The suspension of international passenger flights as part of measures to contain the spread of the COVID-19 pandemic has paralysed the operations of the Bugisu Cooperative Union (BCU), members say.
Bugisu Cooperative Union, one of Uganda’s pioneer cooperative unions, brings together 174 primary societies. It specialises in the production and marketing of coffee from the Bugisu sub-region. It is especially popular as a producer of the coveted Arabica Coffee.
Speaking to theCooperator about the impact of the recently imposed travel restrictions on BCU’s operations, the Union spokesperson, David Mafabi intimated that they have been handicapped by the wide-ranging checks both on air travel and public passenger transport.
He says farmers in the region cannot transport their produce from their homes to their primary societies because the public transport that they often rely on has been suspended for the time being.
“In Bugisu, and in the Union in particular, farmers transport their produce as a group. To do this, individual farmers use public transport to deliver it to their primary societies, and this has now come to a standstill.”
Mafabi says the president’s directive has cast a gloomy shadow over the Union’s operations given that most of the primary societies are spread all over the region.
He added that the halting of passenger flights into the country has had a negative impact on BCU’s sales, especially by limiting the possibility of international buyers interested in picking the coffee directly from Uganda.“We mostly rely on the global market and right now they cannot come to buy Arabica coffee due to the (novel) Coronavirus outbreak that has forced many countries, including Uganda, to suspend flights.”

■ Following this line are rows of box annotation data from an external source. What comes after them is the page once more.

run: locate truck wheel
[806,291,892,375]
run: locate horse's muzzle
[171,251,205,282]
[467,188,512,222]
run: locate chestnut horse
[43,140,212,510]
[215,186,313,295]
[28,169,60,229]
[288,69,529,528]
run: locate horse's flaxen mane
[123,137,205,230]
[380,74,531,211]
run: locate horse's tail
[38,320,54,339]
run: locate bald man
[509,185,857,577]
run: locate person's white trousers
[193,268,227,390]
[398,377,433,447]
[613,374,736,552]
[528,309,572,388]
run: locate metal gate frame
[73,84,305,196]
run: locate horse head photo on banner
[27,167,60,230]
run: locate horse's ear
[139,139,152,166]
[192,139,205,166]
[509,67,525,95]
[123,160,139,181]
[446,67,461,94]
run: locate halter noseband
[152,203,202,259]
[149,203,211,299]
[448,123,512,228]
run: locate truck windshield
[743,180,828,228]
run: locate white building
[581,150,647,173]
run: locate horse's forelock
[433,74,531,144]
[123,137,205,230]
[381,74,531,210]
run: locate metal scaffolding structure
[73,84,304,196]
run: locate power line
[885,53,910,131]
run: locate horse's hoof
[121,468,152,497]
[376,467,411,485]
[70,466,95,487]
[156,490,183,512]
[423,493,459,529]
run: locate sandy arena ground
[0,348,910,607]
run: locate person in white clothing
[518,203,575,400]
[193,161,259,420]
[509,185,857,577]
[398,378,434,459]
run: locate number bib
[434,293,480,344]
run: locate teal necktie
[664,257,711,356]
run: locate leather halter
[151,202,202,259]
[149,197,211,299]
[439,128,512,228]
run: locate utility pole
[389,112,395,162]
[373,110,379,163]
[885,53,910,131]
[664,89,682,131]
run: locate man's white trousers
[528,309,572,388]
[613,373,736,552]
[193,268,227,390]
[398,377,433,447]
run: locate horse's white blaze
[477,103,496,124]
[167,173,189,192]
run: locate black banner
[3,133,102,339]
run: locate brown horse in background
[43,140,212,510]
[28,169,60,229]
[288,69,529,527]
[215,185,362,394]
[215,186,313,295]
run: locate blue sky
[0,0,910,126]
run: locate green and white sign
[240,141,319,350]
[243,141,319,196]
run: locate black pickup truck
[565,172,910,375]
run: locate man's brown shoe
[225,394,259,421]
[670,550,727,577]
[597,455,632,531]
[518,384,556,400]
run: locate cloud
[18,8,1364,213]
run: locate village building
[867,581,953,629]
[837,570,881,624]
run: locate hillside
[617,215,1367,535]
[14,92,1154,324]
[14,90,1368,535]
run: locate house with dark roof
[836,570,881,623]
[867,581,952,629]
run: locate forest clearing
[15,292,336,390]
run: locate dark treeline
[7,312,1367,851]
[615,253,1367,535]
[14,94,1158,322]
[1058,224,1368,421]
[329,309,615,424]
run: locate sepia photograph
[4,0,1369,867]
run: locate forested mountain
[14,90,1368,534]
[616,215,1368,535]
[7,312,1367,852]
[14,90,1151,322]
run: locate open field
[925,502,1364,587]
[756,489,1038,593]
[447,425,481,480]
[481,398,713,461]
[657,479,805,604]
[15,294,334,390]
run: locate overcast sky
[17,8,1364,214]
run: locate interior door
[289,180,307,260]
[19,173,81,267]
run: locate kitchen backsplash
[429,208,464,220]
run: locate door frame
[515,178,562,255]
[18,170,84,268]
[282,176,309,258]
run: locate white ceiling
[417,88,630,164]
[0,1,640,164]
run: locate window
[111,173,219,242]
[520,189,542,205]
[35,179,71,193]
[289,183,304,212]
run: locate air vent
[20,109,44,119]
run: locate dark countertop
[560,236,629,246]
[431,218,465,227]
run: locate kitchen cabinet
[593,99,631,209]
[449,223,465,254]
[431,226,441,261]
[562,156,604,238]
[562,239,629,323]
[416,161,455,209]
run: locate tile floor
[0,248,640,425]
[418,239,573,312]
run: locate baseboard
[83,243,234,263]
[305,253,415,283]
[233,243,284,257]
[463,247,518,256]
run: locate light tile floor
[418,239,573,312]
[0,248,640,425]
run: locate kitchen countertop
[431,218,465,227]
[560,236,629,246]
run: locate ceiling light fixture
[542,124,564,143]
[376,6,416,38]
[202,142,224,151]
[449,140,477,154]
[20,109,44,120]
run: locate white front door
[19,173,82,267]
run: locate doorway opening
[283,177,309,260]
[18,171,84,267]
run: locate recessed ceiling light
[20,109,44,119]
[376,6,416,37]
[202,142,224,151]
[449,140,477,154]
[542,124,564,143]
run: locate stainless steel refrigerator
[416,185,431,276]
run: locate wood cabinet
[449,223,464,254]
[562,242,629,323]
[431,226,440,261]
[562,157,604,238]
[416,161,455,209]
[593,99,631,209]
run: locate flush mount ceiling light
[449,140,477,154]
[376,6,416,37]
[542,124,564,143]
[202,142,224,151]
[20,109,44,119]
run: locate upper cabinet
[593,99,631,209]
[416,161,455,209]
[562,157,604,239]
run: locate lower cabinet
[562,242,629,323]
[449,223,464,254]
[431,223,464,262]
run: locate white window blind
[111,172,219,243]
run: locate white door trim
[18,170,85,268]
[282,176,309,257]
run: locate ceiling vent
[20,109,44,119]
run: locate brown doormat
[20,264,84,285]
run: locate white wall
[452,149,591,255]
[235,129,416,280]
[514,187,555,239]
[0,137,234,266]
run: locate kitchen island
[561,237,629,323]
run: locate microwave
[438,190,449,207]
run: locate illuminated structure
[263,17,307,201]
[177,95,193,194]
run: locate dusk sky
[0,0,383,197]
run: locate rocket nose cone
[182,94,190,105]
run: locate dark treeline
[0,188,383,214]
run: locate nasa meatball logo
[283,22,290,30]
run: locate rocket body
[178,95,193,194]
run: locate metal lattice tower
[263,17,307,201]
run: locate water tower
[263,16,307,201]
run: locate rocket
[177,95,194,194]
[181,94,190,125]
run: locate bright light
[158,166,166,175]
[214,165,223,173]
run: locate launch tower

Nevertheless, Mafabi pointed out that the magnitude of the loss with regard to the coffee already in the Union’s possession was minimal given that cargo transport is still operational, and so they continue to sell their products globally.
Not our bodabodas
The BCU spokesperson also strongly refuted allegations that some farmers aligned to the Union has lost their motorcycles in a police swoop last Thursday that saw over 100 motor cycles impounded in a bid to enforce the executive directive regarding public transport.
“Those motorists who operate in urban settings are not farmers, they are simply people who have come to urban areas to fend for themselves as motorists, but not as farmers,” Mafabi said, adding that the Union has no links to the bodaboda industry.